As secondary deals get larger, firms manage risk by joining broad buyer groups

A club mentality is now present in the private equity secondaries market. Buyers are joining forces to complete big deals, dispersing risk in large buyer groups.

Back in the glory days of private equity, before the global financial crisis, firms frequently clubbed together, combining their buying power to buy massive companies. These deals, years down the line, proved to be challenging because of the sky-high prices firms paid in the heated environment during the credit bubble.

That club mentality is now present in the private equity secondaries market. Buyers are joining forces to complete big deals, dispersing risk in large buyer groups.

In this market, lead buyers on GP-led secondaries deals, which a few years ago would have represented 75-100 percent of the purchase price, now account for as low as 15-20 percent of the price, numerous sources tell Buyouts.

“What surprises me is in some billion-dollar deals, you even see this on the fund portfolio side, the lead could be $150 million,” one secondaries buyer says. “It used to be you’d have to be a quarter if not a third of the deal to lead.”

This is especially prevalent in single-asset deals, in which a GP moves an individual investment out of an older fund and into a continuation vehicle. Existing LPs can cash out of their exposure to the single investment or roll their interest into the continuation vehicle.

Such deals, especially larger versions at $500 million to more than $1 billion, require a dispersion of exposure for buyers because no firm wants a single asset representing too much of total fund capital, sources say.

“Three, four years ago, almost all GP-led deals done in the market had a single buyer. That has steadily changed over the years, and last year, around three-quarters of the deals done were syndicated across multiple buyers,” says Jeff Akers, head of secondaries at Adams Street Partners. “Deals are getting larger and secondary funds, as they think about risk management, don’t want to be overweight single companies in their funds.”

This issue is solved by buyers’ groups getting larger, with lead buyers representing a smaller percentage of the total purchase price. One of the selling points secondaries advisors bring to market is the ability to syndicate deals across large co- investment groups.

Lazard, which has a prolific secondaries advisory group, found that from 2015-18, the number of deals that included at least three or more co-investors increased. According to a report by the firm, a third of its closed secondaries deals in 2018 had three or more co-investors, and the maximum number of co-investors on a deal was 18 – a huge leap from 2015, when the maximum number was two.

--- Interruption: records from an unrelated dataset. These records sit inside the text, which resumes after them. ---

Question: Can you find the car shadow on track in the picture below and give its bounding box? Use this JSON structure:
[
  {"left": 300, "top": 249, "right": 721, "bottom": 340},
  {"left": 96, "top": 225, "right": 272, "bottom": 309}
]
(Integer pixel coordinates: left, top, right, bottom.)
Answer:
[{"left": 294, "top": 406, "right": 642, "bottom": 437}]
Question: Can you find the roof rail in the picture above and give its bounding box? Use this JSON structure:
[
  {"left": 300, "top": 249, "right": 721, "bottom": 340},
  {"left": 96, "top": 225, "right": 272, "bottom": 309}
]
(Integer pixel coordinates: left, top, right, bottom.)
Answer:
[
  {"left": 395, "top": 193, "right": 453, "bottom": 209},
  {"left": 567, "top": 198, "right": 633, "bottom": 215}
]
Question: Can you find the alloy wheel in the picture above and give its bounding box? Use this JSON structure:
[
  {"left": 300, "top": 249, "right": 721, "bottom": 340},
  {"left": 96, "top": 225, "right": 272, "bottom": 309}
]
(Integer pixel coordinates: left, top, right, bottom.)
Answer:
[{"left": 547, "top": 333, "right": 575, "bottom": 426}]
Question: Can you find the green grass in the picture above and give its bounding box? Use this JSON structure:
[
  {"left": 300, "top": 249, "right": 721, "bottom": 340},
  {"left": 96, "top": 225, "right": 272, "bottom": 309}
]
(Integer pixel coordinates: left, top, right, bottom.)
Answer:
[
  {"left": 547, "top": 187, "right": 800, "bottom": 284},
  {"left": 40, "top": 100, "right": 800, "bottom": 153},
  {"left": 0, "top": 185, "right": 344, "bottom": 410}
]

“Secondary buyers have a growing number of potential transactions on which to conduct due diligence, forcing them to strategically choose which transactions to pursue as a potential lead buyer,” the report says.

Big Group

One headline example of a big investment group is New Enterprise Associates, which in 2018 completed the $1.35 billion spinout of 31 assets out of four older funds.

Goldman Sachs led a buyer group that included Hamilton Lane and 18 other investors. Companies that were part of the spinout included 23andMe, Duolingo and Uber, as well as several enterprise SaaS and cloud/hybrid services providers.

The rise of club deals in secondaries comes as deals grow in size. And that includes single-asset structures that concentrate exposure to one company, which traditionally has been too much risk for firms to put into their funds.

But funds have grown so large that they are better able to handle the concentration risk that comes with a larger bet in one company. “Some secondary funds raised today are larger than where the market was 15 years ago,” says Adam Howarth, managing director and head portfolio management Americas with Partners Group. “They can now speak for certain lumpy assets.”

Still, investment consortiums are on the rise because “that’s how you manage the risk, by right-sizing to your fund,” Howarth says.

Single asset deals

Consortiums seem to come into play with single asset deals, which are a relatively new phenomenon in the secondaries market.

As secondaries firms have raised larger funds, they are more willing to take on more concentrated risk, and sellers can run an asset through a secondary process, retaining ownership of the investment while still delivering liquidity to LPs, instead of simply selling out.

But single-asset deals are controversial, and many firms believe they represent too much risk beyond what was intended for secondaries funds.

“We’re going to be careful on those,” the secondary buyer says. “One way to blow up a secondary fund is to do too many single asset deals.”